Not long after this there appeared at Wittenberg a man who was to be one of the greatest Hungarian reformers. One day, in 1529, Luther was visited by a young man who so completely won his heart that he admitted him into his house and to his table; and, during his stay at Wittenberg, the young Magyar had the privilege of listening to the pious discourses and the witty talk of the great doctor. This student was born at Deva in Transylvania, near the banks of the river Maros, in the waters of which gold is found. The town stands on the road to Temeswar, which passes by the defiles of the mountains and the Iron Gates, at a short distance from the ruins of Sarmizegethusa, the capital of the ancient Dacians, on the site of which the Romans afterwards erected Ulpia Trajana. Here Mathias Biro Devay was born, at the beginning of the sixteenth century, of a noble family. It is supposed that he was one of the disciples of Grynaeus at Buda.

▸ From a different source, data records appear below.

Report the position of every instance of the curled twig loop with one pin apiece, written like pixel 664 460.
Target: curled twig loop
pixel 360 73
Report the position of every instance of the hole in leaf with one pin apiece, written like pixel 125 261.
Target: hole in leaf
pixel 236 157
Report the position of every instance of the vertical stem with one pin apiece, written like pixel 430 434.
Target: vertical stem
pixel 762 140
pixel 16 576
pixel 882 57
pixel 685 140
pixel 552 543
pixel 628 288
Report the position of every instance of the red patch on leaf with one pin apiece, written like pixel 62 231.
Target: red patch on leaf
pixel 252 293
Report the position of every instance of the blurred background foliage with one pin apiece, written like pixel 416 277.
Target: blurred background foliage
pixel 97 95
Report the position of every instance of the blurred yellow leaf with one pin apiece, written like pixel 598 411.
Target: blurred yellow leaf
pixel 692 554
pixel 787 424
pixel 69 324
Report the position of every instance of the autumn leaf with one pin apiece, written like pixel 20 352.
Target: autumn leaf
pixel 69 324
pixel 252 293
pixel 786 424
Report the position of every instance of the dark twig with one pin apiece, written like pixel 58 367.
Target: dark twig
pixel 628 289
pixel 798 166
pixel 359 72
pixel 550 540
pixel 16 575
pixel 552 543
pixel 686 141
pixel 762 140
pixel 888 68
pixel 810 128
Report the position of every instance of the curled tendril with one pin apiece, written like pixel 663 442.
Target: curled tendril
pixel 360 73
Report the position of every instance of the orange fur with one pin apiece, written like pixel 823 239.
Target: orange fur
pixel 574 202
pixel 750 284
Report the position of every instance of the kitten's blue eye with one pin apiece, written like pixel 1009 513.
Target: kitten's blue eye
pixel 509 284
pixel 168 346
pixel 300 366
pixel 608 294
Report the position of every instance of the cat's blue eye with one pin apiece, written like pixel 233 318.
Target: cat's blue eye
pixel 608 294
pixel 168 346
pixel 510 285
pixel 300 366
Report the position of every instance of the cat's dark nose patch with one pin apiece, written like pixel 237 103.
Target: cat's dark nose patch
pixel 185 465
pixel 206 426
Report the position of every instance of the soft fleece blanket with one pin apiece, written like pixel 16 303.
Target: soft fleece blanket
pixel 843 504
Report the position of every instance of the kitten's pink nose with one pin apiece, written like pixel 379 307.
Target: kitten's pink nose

In 1523 he went to the university of Cracow, where he matriculated at the same time as his friend Martin of Kalmance. He remained there about two years, and was known as a sincere Roman Catholic.

Devay returned from Cracow towards the close of 1525, and having become priest and monk he showed himself a zealous friend of the pope. He who was to beat down the idol was at this time on his knees before it. It appears to have been in the second half of the year 1527 and the first half of the year 1528 that his mind was enlightened by the Gospel. He embraced the faith in Christ the Saviour with all the frankness and energy of his nature. The catholics, who had known his devotion to the doctrine of Rome, were in consternation. ‘He has been a Roman priest!’ they said, ‘and a man most devoted to our Catholic faith!’ Devay felt the need of getting established in the evangelical doctrine and of qualifying himself to defend it. He therefore went to Wittenburg, and on December 3, 1529, matriculated there.